The Vancouver 2010 Olympics will play host to some furry friends for events happening at Cypress and Whistler mountains and in the Callaghan Valley.
The Canadian Avalanche Rescue Dog Association (CARDA) is joining the Integrated Security Unit on the mountains during the 2010 Olympic and Paralympic games. According to a recent press release, CARDA will be ready to assist in the safety and security of the public, the Games and security personnel by providing coverage with certified avalanche rescue dog teams.
Kyle Hale, President of CARDA, his dog Wiser and Barb Quinn and her dog Lava will be representing Golden.
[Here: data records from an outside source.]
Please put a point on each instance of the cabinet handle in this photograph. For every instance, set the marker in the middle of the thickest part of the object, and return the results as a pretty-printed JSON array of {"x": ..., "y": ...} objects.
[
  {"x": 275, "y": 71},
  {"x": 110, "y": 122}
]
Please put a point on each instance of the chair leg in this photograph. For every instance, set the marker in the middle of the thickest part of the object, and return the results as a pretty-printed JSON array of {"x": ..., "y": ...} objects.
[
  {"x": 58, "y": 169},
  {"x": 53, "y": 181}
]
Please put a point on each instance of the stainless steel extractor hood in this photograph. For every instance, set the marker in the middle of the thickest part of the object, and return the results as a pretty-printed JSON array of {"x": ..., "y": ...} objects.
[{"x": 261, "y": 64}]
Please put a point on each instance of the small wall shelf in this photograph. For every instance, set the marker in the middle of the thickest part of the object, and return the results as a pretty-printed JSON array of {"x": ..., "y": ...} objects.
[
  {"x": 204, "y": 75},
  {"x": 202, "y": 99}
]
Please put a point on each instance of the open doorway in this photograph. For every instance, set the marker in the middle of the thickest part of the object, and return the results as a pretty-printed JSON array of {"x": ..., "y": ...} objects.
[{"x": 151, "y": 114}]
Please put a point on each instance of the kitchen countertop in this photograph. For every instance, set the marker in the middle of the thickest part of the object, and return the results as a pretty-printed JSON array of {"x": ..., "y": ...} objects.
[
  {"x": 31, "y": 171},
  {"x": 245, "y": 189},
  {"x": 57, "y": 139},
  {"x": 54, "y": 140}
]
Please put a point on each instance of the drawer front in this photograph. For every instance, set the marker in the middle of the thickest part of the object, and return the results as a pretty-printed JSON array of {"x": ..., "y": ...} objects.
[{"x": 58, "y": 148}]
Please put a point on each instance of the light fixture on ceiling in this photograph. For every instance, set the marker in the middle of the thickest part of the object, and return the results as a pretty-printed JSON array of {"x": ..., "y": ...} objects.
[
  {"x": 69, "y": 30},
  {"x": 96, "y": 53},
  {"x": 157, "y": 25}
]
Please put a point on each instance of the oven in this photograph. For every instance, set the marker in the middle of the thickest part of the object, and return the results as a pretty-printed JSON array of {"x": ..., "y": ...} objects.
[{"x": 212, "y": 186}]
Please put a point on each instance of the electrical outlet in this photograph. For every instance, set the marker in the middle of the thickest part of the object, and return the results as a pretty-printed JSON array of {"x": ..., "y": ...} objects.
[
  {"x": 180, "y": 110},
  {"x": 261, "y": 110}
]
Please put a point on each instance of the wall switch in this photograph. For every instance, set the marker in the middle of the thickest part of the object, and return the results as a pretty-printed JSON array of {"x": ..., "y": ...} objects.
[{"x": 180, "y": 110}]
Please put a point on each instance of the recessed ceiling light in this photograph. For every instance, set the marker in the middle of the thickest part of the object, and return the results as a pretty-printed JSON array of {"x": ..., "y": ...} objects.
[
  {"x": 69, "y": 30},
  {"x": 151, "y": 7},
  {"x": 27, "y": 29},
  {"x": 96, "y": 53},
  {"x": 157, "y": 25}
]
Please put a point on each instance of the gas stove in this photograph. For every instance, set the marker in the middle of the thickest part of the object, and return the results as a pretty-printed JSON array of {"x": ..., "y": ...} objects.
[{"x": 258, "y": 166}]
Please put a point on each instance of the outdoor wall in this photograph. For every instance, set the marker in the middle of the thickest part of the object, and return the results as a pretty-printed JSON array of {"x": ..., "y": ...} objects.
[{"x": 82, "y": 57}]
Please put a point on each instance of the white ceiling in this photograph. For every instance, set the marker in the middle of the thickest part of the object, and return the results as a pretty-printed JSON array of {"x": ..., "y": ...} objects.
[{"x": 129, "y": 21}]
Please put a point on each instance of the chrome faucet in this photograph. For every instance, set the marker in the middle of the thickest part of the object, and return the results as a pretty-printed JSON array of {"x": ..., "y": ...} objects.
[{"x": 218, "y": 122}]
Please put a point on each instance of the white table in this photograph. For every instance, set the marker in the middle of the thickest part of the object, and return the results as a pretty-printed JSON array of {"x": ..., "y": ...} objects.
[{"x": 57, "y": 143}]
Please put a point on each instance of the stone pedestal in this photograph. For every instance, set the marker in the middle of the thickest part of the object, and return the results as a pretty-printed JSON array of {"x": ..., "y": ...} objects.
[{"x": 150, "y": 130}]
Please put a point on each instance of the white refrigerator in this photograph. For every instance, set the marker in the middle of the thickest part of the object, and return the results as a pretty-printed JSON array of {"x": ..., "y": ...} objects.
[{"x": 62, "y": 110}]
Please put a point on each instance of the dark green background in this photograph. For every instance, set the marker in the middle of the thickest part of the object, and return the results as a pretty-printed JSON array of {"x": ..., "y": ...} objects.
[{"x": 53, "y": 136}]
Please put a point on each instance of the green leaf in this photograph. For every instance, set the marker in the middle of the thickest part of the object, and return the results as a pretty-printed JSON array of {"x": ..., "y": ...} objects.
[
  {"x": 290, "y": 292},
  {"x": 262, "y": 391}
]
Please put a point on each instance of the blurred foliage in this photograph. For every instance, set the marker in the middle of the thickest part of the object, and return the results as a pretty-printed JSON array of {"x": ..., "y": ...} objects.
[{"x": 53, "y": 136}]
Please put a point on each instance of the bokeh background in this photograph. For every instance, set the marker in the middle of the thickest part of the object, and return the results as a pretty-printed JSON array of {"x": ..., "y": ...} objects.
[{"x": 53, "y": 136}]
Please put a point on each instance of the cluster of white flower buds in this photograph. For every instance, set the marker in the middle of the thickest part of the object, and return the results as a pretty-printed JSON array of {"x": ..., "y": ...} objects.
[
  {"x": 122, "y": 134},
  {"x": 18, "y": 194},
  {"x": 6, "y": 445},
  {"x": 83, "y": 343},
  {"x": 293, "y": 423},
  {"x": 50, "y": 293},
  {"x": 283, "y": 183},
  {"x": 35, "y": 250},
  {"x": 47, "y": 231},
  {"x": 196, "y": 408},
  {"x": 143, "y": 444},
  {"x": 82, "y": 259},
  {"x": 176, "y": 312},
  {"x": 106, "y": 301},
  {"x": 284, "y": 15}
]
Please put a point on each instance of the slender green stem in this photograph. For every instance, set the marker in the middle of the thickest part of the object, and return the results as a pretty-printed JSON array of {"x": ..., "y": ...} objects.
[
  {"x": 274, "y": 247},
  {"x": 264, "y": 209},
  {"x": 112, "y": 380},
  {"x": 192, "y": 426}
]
“The RCMP and CARDA have had a partnership since CARDA’s inception and because of that CARDA has been asked to provide rescue dog services to the Integrated Security Unit (ISU) for the 2010 Olympic Games,” said Hale, adding, “All of the RCMP dog services will be tasked to other resources during the games, primarily in explosives detection so CARDA will fulfil the avalanche and rescue dog services.”
Hale said that security and rescue duties will be divided amongst 25 CARDA teams that will be positioned during daylight hours, while others will remain on call.
“Based on the conditions, CARDA will do an avalanche assessment of the area and we will be placed where we are needed. That will mean that we will most likely be placed at the venues so that we are ready to respond if needed.”
Both of Golden’s local teams will be attending on different weeks, with Hale positioned in Whistler and Quinn helping at the Paralympic Games.
“This is the first time that there will be an avalanche dog presence at the Olympics in Canada,” said Hale, adding, “CARDA is the only not-for-profit volunteer organization partnering with the ISU so we are honoured to be a part of it. This is a great opportunity to get CARDA out there onto the world stage.”
Hale said that there are currently 30 operational CARDA search dog teams, many of whom work on the slopes of some of the country’s top ski resorts and backcountry lodges.
“These are places where the dogs and handlers have ample opportunity to work in avalanche terrain.”